Supervision Trees and Rust Task Hierarchies

Preamble

OTP supervisors encode restart policy as a first-class language of operations: which children restart, in what order, and when to give up and escalate. Rust services more often compose tokio::spawn, JoinHandle, select!, and explicit loops that decide what “healthy” means. Neither approach removes failure; they route it.

June connects the benchmark crashes from earlier months to how real services stay alive without human hand-holding.

BEAM: let it crash, but on purpose

The BEAM philosophy isolates faults in processes and restarts them under policy. Supervision trees are not decorative—misconfigured intensity and period windows cause restart storms that are worse than a clean crash. Restart limits are documented the same way as circuit breakers in HTTP clients.

Rust: make invalid states hard, then decide restarts

Rust prefers types that rule out bad combinations and tasks with explicit ownership. Panics can abort threads or tasks depending on runtime settings; catch_unwind is a scalpel, not a blanket. For long-running services, a top-level supervisor loop is still warranted that restarts subsystems, backs off, and surfaces metrics—architecture, not hidden magic.

Cancellation propagation via tokio-util or structured shutdown joins Send, Sync, and Fearless Concurrency in Rust’s Send/Sync discussion: tasks must agree on lifetimes.

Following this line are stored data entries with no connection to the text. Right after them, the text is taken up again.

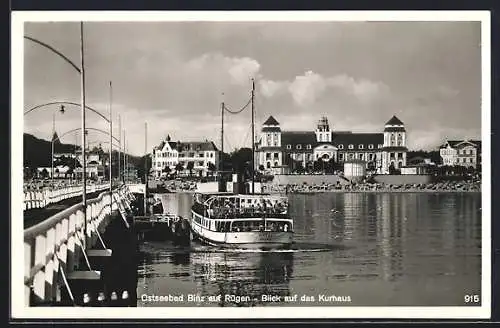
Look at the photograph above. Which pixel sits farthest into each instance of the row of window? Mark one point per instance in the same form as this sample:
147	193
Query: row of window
173	163
341	146
460	152
394	155
360	156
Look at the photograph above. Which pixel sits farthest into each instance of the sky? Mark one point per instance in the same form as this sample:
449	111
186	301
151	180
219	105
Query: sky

Comparison without caricature

BEAM restarts are runtime-native; Rust restarts are library- and application-native. Both require design. BEAM-heavy stacks fit when hot code upgrades and OTP idioms match the org; Rust when FFI, predictable native performance, or embedded constraints dominate—often both appear as polyglot edges around a core domain.

Documentation as policy

Restart semantics belong in ADRs alongside API contracts—same instinct as Architecture for Evolvable Services After Polyglot Expansion on ADRs and README-driven records. If on-call cannot answer “what happens when worker N dies,” the design is incomplete.

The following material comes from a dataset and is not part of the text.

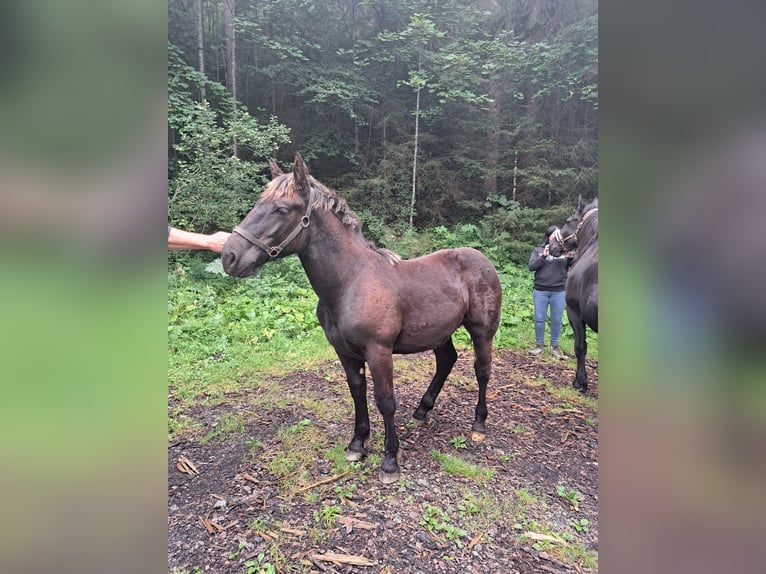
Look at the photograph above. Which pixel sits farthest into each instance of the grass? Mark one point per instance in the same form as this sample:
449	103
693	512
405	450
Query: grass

Code: OTP supervisor vs Rust watchdog loop

OTP (supervisor child spec) — intensity/period cap restart storms:

-module(sup).
-behaviour(supervisor).
-export([start_link/0, init/1]).

start_link() -> supervisor:start_link({local, ?MODULE}, ?MODULE, []).

init([]) ->
    SupFlags = #{strategy => one_for_one,
                 intensity => 10,
                 period => 60},
    Child = #{id => worker,
              start => {worker, start_link, []},
              restart => permanent,
              shutdown => 5000,
              type => worker,
              modules => [worker]},
    {ok, {SupFlags, [Child]}}.

Rust (explicit supervisor task) — no VM magic; you own backoff and metrics:

async fn supervise_worker() {
    let mut backoff = Duration::from_millis(50);
    loop {
        let handle = tokio::spawn(async {
            // Workload from spec: recv job, compute, sleep, emit JSONL metric (see Rust/Tokio harness)
        });
        match handle.await {
            Ok(()) => {}
            Err(join_err) => eprintln!("worker panic: {join_err}"),
        }
        tokio::time::sleep(backoff).await;
        backoff = (backoff * 2).min(Duration::from_secs(5));
    }
}

Trade-off table:

	BEAM supervision	Rust watchdog
Pros	Mature defaults, hot code upgrade story, standardized logs	Full control in one language, no external `supervisor` app
Cons	Mis-tuned intensity → flapping	Easy to ship naive loops without metrics unless you add them

Conclusion

Architecture is how failures move through the system. BEAM Scheduler Internals: A Practitioner’s View zooms into BEAM scheduler internals to explain tail latency; Send, Sync, and Fearless Concurrency in Rust maps Rust’s Send/Sync bounds onto shared aggregators from the benchmark.